Versions (relevant - OpenSearch/Dashboard/Server OS/Browser):
OpenSearch v2.12
CentOS 7
Describe the issue:
I’m looking at using the Predict API so that I can build my spare embedded vectors so that I can cache them outside of OpenSearch.
However, I’ve noticed that using the Predict API to generate the vectors appears to be much slower than when I just index the same content using a pipeline.
For example, if I use the Predict API to generate the vector embeddings for a number of documents, using something like the following, it’s about 1.5x slower than if I just use a pipeline to generate the embeddings:
POST /_plugins/_ml/_predict/sparse_encoding/MY_MODEL_ID_HERE
{"text_docs":["doc 1 text", "doc 2 text", "etc, etc, etc"]}
Relevant Logs or Screenshots:
Here’s what my internal logs show of using the Predict API to generate the embeddings:
Starting the index (500 documents)...
Processed Chunk #1 (100 of 500)... [@ 3m 3s]

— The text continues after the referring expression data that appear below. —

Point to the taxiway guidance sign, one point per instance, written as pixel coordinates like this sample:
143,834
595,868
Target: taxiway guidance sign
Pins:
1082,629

Processed Chunk #2 (200 of 500)... [@ 6m 52s]
Processed Chunk #3 (300 of 500)... [@ 10m 0s]
Processed Chunk #4 (400 of 500)... [@ 12m 52s]
Processed Chunk #5 (500 of 500)... [@ 15m 49s]
Refreshing index...
Finished indexing in 15m 50s!
While if I have the pipeline handle the embeddings, this is what I see:
Starting the index (500 documents)...
Processed Chunk #1 (100 of 500)... [@ 1m 14s]
Processed Chunk #2 (200 of 500)... [@ 2m 32s]
Processed Chunk #3 (300 of 500)... [@ 3m 36s]
Processed Chunk #4 (400 of 500)... [@ 4m 42s]
Processed Chunk #5 (500 of 500)... [@ 5m 57s]
Refreshing index...
Finished indexing in 5m 57s!
I’ve tried using the Predict API on a single document or processing multiple documents in bulk. It appears to be more efficient to send the documents to the Predict API in bulk, but that’s still much slower than using a pipeline.
Is this extra overhead because of the resources needed to return the embeddings?
Is there a difference in the way that the pipeline method actually generates the embeddings that makes things faster?